I am trying to match conditions so that if text is present in both columns A and B and a 0 is in column C, the code should return 'new' in column C (overwriting the 0). Example dataframe below:
import pandas as pd
df = pd.DataFrame({"A":['something',None,'filled',None], "B":['test','test','test',None], "C":['rt','0','0','0']})

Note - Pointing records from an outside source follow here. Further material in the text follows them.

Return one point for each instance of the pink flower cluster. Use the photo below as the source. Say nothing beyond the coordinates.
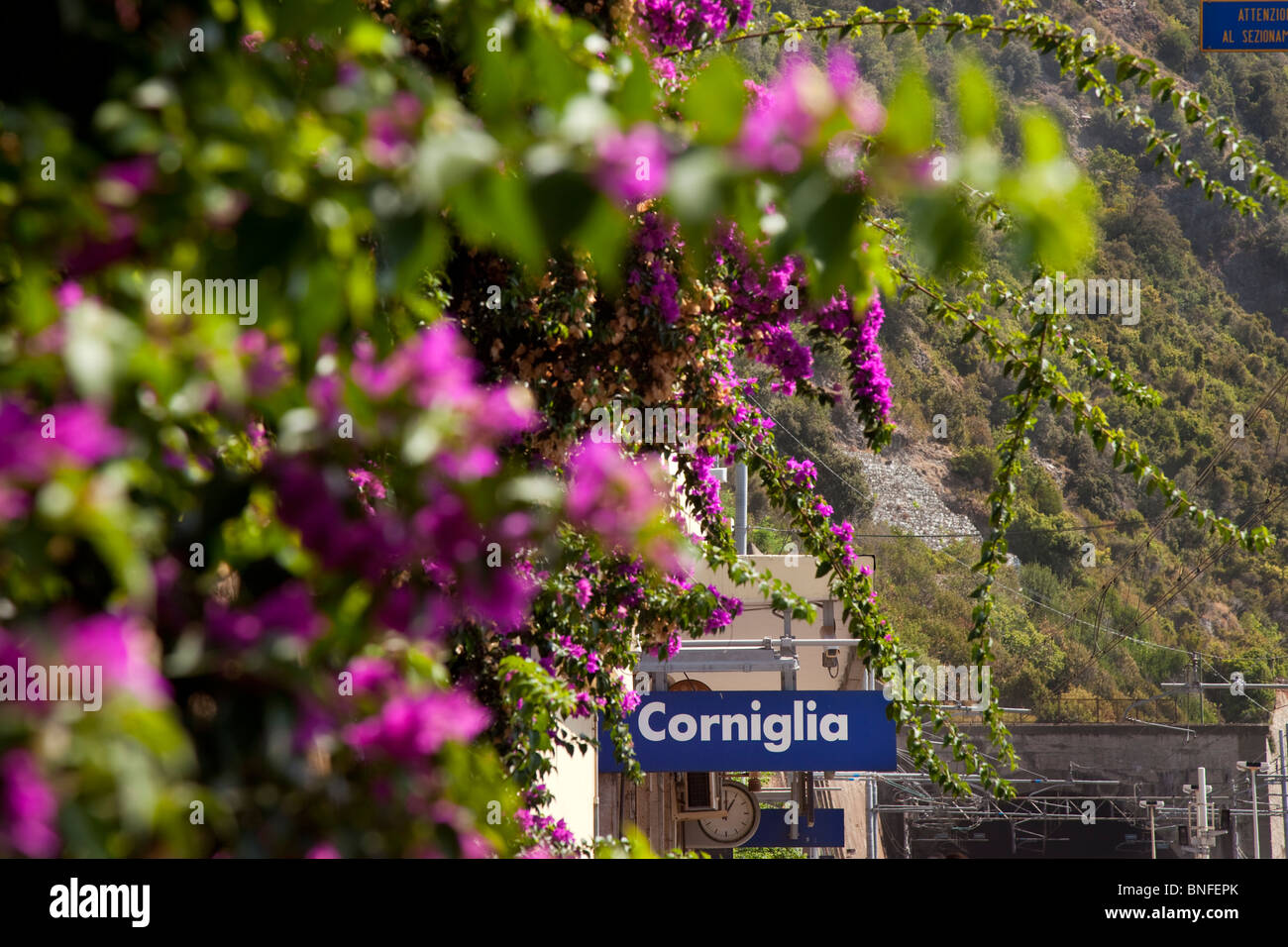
(34, 444)
(786, 119)
(412, 727)
(684, 24)
(609, 493)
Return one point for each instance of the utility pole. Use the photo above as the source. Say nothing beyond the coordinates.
(1203, 835)
(1250, 768)
(1153, 805)
(739, 521)
(1283, 784)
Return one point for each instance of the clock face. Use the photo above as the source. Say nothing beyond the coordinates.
(741, 822)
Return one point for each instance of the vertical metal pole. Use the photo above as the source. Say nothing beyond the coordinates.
(1203, 823)
(1283, 784)
(868, 684)
(1256, 825)
(739, 515)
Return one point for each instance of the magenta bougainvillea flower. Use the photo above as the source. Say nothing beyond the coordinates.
(29, 808)
(632, 165)
(412, 727)
(785, 119)
(609, 493)
(124, 650)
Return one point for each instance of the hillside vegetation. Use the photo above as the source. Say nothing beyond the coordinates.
(1210, 339)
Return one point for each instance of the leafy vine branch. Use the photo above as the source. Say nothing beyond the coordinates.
(1050, 37)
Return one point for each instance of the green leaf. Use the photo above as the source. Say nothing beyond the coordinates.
(911, 124)
(975, 103)
(715, 101)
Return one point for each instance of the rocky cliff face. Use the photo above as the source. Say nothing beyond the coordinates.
(906, 488)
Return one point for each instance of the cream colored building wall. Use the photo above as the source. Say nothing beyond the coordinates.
(575, 785)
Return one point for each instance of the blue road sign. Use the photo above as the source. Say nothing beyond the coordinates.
(722, 731)
(1247, 25)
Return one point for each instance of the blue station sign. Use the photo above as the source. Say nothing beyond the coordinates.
(1244, 25)
(721, 731)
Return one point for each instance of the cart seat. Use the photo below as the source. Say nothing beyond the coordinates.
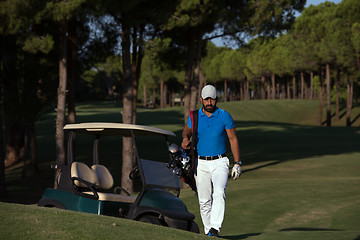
(82, 171)
(104, 177)
(99, 177)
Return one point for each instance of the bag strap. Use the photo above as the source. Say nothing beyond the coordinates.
(194, 115)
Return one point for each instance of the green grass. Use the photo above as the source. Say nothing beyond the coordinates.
(299, 181)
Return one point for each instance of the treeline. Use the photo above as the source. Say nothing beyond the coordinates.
(317, 58)
(55, 53)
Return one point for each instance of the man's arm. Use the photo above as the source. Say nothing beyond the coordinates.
(234, 144)
(186, 137)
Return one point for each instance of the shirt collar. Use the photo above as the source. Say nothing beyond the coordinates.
(214, 114)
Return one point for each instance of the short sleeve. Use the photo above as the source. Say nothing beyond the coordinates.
(189, 122)
(228, 120)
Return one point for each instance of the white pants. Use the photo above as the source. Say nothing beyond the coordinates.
(211, 179)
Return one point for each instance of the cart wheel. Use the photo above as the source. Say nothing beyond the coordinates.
(194, 227)
(150, 219)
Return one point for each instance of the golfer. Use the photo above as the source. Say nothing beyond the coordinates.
(212, 165)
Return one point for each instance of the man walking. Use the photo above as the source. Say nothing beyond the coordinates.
(212, 165)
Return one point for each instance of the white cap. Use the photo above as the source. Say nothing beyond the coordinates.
(208, 91)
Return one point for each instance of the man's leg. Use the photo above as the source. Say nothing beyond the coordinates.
(204, 188)
(219, 180)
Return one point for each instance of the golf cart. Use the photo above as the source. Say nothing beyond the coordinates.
(89, 188)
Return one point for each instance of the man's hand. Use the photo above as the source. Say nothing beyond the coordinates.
(236, 171)
(185, 143)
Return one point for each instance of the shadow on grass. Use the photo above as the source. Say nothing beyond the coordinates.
(241, 236)
(260, 142)
(297, 229)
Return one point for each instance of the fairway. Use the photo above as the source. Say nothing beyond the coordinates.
(299, 181)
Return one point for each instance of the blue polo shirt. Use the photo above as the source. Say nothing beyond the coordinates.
(212, 132)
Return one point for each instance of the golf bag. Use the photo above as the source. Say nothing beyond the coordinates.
(183, 161)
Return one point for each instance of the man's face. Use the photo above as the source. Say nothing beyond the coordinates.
(209, 104)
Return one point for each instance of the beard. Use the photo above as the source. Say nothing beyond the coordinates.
(209, 108)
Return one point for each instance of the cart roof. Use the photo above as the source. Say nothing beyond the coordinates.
(116, 129)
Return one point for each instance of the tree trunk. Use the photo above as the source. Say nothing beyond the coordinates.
(188, 74)
(162, 94)
(273, 86)
(294, 87)
(145, 97)
(262, 87)
(71, 70)
(311, 97)
(350, 84)
(321, 105)
(196, 79)
(302, 85)
(3, 191)
(137, 56)
(328, 96)
(337, 96)
(127, 112)
(268, 89)
(288, 88)
(60, 110)
(225, 90)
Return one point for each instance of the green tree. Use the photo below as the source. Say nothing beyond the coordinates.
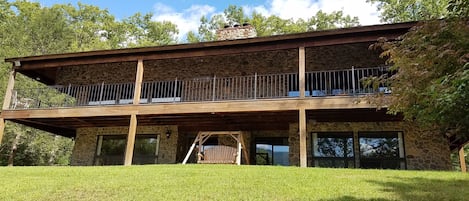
(27, 28)
(143, 31)
(393, 11)
(431, 81)
(269, 25)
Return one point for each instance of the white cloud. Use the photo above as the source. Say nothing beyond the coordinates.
(189, 19)
(186, 20)
(295, 9)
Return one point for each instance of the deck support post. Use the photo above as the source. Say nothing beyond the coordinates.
(301, 71)
(129, 151)
(2, 129)
(302, 132)
(9, 90)
(462, 160)
(138, 82)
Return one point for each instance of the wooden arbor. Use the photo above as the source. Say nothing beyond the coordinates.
(203, 136)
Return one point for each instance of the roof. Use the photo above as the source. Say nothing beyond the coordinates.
(288, 41)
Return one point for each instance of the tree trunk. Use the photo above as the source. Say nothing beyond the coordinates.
(53, 152)
(14, 146)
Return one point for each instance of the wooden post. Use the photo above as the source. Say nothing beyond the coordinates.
(2, 129)
(301, 71)
(138, 82)
(302, 130)
(9, 90)
(129, 151)
(462, 160)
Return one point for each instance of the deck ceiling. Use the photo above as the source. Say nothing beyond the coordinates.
(211, 121)
(44, 68)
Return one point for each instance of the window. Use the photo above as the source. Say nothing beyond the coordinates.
(333, 149)
(110, 149)
(381, 150)
(272, 151)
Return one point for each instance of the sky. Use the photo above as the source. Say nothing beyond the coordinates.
(186, 13)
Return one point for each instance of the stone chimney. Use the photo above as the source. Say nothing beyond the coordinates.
(236, 32)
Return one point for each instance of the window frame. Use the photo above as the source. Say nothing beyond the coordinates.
(334, 134)
(99, 142)
(401, 158)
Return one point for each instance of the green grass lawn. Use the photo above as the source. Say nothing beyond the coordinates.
(227, 182)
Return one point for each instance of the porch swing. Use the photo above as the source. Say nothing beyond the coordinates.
(218, 154)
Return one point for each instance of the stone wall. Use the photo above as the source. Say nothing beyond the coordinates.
(236, 32)
(97, 73)
(424, 150)
(85, 143)
(262, 63)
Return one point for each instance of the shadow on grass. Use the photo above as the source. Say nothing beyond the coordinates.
(351, 198)
(420, 188)
(417, 188)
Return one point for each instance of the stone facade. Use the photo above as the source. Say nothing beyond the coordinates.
(424, 150)
(262, 63)
(236, 32)
(86, 141)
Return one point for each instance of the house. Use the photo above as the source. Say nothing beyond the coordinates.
(297, 99)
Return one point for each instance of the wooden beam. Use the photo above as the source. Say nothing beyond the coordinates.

I have tried the following, however it only seems to accept the last condition so that any '0' entries in column C become 'new' regardless of None in columns A or B. (in this example I only expect 'new' to appear on row 2.
import numpy as np
conditions = [(df['A'] is not None) & (df['B'] is not None) & (df['C'] == '0')]
values = ['new']
df['C'] = np.select(conditions, values, default=df["C"])
Appreciate any help!
CodePudding user response:
You will need to use .isna()
and filter where it is not nan/none (using ~
) as below:
conditions = [~(df['A'].isna()) & ~(df['B'].isna()) & (df['C'] == '0')]
output:
A B C
0 something test rt
1 None test 0
2 filled test new
3 None None 0
CodePudding user response:
Use Series.notna
for test None
or NaN
s:
conditions = [df['A'].notna() & df['B'].notna() & (df['C'] == '0')]
Or:
conditions = [df[['A','B']].notna().all(axis=1) & (df['C'] == '0')]
values = ['new']
df['C'] = np.select(conditions, values, default=df["C"])
print (df)
A B C
0 something test rt
1 None test 0
2 filled test new
3 None None 0
CodePudding user response:
Use
mask = df[['A', 'B']].notna().all(1) & df['C'].eq('0')
df.loc[mask, 'C'] = 'new'